The Nice Guys is a comedy but not a dark one. For one, it doesn’t take itself too seriously. The film by Shane Black is completely comfortable in being a light, fun film. Even though the humour is silly, there is drollness in it. And with a handful of characters solidly etched, we also have decent drama. Holland (Ryan Gosling) has been hired to investigate the dead porn star – Misty Mountain. It leads him to encounter Jackson (Russell Crowe), another private eye on the case, but with less reputable credentials. They don’t really get along very well. They are never on the same page. Yet, there is a brotherhood, an understanding that they need to watch each other’s back. Meanwhile, Jackson also develops a fondness for Holland’s daughter and vice versa.
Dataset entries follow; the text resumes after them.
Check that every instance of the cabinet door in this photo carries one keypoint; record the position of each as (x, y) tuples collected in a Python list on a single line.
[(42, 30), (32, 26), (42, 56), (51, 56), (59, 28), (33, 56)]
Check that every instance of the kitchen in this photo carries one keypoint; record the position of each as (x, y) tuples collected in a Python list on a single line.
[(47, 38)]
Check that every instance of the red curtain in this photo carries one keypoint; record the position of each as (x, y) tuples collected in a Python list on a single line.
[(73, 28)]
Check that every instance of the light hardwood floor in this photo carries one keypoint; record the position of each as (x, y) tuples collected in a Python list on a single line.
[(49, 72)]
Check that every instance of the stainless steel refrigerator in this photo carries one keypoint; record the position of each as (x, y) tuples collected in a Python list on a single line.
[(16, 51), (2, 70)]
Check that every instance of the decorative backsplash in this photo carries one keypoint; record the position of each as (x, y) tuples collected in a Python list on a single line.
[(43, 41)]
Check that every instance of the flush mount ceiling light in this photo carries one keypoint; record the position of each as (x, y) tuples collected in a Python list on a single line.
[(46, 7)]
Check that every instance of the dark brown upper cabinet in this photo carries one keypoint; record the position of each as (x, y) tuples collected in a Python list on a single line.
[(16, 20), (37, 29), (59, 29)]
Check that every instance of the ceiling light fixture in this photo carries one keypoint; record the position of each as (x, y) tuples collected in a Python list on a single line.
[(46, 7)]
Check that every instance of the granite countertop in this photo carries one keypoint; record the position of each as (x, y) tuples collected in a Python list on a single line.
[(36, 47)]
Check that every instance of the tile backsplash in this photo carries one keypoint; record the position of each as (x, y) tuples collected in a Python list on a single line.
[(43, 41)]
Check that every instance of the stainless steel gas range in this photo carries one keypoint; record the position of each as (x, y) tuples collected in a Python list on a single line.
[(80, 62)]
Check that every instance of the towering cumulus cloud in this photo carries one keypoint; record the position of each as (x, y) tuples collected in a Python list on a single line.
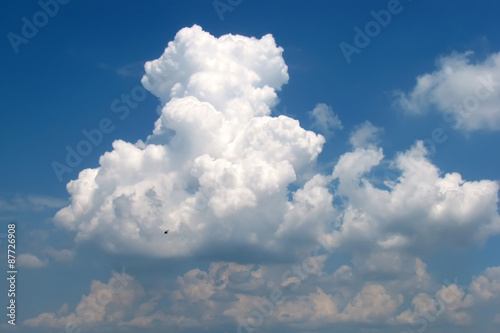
[(217, 167), (216, 171)]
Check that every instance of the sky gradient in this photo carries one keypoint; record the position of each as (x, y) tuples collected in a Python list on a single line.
[(320, 166)]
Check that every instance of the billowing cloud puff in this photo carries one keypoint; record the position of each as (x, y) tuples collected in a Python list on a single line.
[(468, 94), (217, 170), (420, 210), (217, 167)]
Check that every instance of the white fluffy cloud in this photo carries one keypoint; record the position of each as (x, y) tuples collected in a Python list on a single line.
[(467, 93), (215, 170), (28, 260), (324, 119), (365, 135), (420, 210)]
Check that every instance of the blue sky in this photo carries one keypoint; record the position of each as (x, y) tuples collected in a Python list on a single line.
[(74, 73)]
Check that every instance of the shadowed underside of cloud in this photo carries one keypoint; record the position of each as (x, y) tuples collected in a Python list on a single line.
[(217, 170)]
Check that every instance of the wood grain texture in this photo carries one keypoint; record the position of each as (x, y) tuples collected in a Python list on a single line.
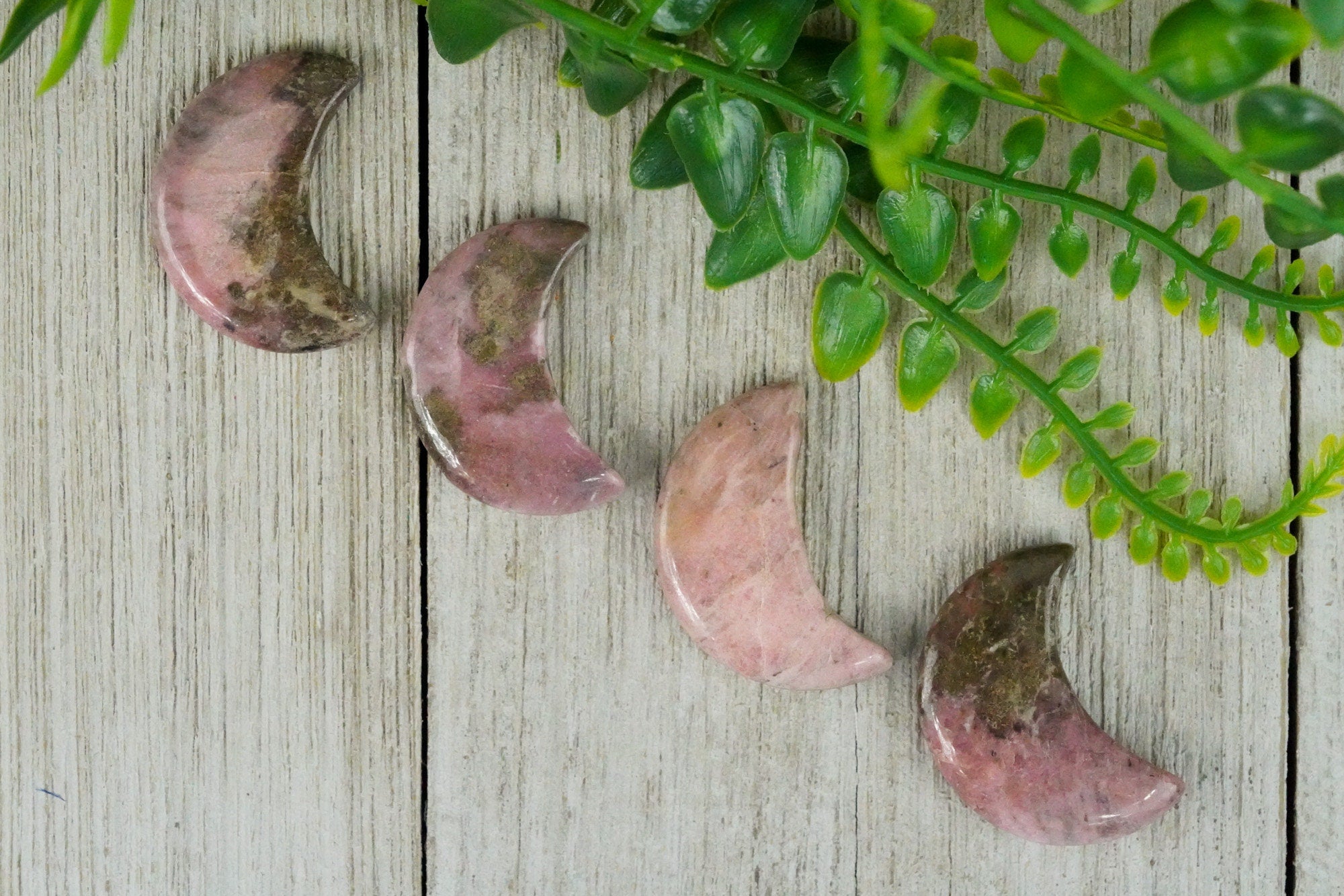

Together, their quest to find the truth about the murder becomes an LA adventure through private poolside parties, hotels and hilly driveways. The film is set in late 70s and the period gives the film a warm, retro, fluid texture.
But more than anything else, The Nice Guys works because the chemistry between its actors is crackling. Gosling shows great comic timing as the low on confidence single father, Crowe’s perfect as the ageing officer who has his own way of doing things. Angouri Rice as Gosling’s good-hearted and courageous daughter adds to the buddy-movie fun. The familiarity of where the story is heading stops it from being a piece of its kind. None of the ‘twists’ really have the shock but the action has a whimsical quality about it.
The Nice Guys is a ‘nice’-ish film that doesn't try too hard. And that is a relief.